Meet Our Speakers: Yixian Zheng
Yixian Zheng is currently the director of the Department of Embryology at Carnegie Institute for Science.
Ahead of her talk as part of the Cell Biology department seminar series on October 25th, we had the pleasure of corresponding with Professor Zheng to briefly discuss her research and scientific journey.
Dr. Zheng graduated from Sichuan University with a B.S. in Genetics. Despite this, she candidly shared that a career in science was not what she wanted growing up. Having been raised during the Chinese Cultural Revolution, she aspired to be a novelist and spent a lot of her free time writing stories. Eventually, her desire to travel and experience the world motivated her to go abroad to pursue her graduate studies in Molecular Genetics with Dr. Beri Oakley at Ohio State University. This decision certainly did not disappoint as her contributions to the discovery of g-tubulin as a universal component of microtubule organization centers across species were made during these years as a graduate student. Her findings had immense impact in the field of cell biology and beyond. She continued to work on cytoskeletal organization during her postdoctoral studies with Professors Bruce Alberts and Tim Mitchison at the University of California, San Francisco. After a very productive postdoctoral career, she joined the department of Embryology at the Carnegie Institute for Science in 1996 with an adjunct Professorship in the department of Biology at Johns Hopkins University. At the Carnegie Institute for Science, she continues to make landmark discoveries on the coordination of signaling cascades with cell architecture such as the cytoskeleton and nuclear lamins to regulate fundamental cellular processes such as cell division and genome organization. Dr. Zheng has served and currently serves as members of multiple scientific editorial boards including those for Cell Research, the Journal of Cell Biology, Cell Discovery, and Nucleus.

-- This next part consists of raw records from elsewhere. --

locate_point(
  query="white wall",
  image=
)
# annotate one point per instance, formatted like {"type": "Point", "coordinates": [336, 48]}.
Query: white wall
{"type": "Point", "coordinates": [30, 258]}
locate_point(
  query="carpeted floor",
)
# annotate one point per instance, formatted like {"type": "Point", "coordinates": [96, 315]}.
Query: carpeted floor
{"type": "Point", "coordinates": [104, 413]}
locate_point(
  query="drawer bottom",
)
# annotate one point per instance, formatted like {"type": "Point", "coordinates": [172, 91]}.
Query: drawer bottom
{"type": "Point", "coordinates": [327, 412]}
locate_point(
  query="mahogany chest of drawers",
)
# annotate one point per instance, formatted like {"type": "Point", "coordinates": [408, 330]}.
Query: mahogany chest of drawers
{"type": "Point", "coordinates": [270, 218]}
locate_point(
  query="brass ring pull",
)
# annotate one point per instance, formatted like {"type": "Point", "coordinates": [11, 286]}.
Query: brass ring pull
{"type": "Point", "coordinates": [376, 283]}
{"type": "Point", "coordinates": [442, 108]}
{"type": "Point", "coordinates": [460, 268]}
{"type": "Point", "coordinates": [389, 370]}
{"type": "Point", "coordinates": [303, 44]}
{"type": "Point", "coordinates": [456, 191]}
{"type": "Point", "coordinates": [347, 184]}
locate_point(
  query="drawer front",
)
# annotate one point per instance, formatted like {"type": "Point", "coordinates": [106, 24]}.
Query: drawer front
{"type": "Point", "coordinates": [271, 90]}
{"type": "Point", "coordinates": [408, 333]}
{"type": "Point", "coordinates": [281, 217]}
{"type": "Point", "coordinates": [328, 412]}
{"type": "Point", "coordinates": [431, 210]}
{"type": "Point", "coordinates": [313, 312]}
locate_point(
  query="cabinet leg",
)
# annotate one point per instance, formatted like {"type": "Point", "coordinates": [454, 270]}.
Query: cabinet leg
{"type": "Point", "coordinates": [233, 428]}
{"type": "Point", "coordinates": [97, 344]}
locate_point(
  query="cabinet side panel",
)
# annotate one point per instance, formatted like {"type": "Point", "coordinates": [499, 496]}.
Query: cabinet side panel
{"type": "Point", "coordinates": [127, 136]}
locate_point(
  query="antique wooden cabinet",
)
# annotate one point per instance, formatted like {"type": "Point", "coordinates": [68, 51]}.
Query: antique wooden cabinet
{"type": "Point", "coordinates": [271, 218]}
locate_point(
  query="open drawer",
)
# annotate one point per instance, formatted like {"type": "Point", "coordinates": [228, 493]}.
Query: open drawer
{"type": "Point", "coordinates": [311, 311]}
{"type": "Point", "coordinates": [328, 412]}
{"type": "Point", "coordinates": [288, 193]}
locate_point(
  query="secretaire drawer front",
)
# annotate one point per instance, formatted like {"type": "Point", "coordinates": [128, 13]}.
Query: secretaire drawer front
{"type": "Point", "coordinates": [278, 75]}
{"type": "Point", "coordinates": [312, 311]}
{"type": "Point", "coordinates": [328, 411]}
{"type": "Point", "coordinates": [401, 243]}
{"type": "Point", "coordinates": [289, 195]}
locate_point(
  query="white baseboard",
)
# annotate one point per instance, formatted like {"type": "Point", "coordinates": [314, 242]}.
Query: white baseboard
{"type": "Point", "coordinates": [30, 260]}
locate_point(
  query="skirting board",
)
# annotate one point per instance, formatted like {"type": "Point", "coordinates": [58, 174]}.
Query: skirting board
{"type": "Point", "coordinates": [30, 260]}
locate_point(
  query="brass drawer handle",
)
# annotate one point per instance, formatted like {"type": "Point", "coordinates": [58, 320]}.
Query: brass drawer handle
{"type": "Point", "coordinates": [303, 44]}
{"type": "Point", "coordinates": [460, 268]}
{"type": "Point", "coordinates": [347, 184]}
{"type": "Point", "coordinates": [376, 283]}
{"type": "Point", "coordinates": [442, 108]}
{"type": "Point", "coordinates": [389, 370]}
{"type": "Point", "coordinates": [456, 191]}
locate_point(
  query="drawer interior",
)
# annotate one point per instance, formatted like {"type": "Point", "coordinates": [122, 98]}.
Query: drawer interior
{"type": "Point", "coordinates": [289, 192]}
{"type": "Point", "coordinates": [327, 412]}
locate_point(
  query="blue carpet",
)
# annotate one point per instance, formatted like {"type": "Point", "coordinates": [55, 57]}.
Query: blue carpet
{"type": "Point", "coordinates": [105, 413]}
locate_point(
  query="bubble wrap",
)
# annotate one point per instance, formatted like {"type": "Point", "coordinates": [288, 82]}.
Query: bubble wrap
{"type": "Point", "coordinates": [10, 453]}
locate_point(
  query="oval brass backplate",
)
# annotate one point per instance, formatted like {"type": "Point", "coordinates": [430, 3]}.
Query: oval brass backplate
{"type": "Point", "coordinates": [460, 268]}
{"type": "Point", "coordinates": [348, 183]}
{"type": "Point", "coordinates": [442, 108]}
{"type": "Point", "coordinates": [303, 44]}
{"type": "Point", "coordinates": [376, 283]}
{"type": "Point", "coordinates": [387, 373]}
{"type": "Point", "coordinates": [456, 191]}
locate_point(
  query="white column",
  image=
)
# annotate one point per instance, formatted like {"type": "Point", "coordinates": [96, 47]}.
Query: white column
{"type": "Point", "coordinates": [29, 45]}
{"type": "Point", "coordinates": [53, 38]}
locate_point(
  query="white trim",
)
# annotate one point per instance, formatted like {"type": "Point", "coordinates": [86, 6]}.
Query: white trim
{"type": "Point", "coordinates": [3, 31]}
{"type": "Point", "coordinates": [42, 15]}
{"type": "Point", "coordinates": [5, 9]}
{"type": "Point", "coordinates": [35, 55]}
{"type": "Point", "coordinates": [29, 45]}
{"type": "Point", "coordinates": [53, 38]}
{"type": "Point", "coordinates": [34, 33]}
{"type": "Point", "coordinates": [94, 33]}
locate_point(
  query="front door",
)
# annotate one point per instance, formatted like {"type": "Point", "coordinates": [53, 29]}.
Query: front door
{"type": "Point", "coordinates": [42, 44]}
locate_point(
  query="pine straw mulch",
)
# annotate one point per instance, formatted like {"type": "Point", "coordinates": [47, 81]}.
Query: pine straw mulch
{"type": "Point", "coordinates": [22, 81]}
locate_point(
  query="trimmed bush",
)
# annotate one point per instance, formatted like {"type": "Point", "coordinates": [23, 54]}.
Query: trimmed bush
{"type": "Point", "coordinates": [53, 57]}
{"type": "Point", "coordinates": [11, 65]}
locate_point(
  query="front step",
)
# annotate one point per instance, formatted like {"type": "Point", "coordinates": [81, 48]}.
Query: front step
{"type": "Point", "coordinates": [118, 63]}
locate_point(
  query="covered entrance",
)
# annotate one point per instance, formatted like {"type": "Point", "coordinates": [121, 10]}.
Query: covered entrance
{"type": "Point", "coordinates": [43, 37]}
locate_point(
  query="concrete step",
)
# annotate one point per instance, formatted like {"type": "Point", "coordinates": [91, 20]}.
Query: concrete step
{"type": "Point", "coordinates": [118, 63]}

Spindle Dynamics, Nuclear organization and Endosymbiosis
Her lab is currently working on three main areas: Spindle assembly with a focus on the mechanisms underlying the phase separation of a protein called BuGZ; Genome organization in development and aging, with a focus on how lamins influence mouse development and organogenesis/organ function through modulating genome organization; Cnidarian-alga endosymbiosis, with a focus on two organisms, a soft coral Xenia and green hydra.
Her broad scientific interests in multiple biological contexts is consistent with her approach towards research that is the constantly asking questions that push her research boundaries.
“I believe understanding biology requires us to understand how cells work. My studies of cytoskeleton led us to study nuclear organization by lamins because I found it difficult to imagine how signaling and transcriptional cascades can lead to the building of different cells and tissues at the right place and time.” She further notes, “Since the nuclear lamina proteins are connected to all forms of cytoskeleton, it made sense for us to study these proteins in the context of development.”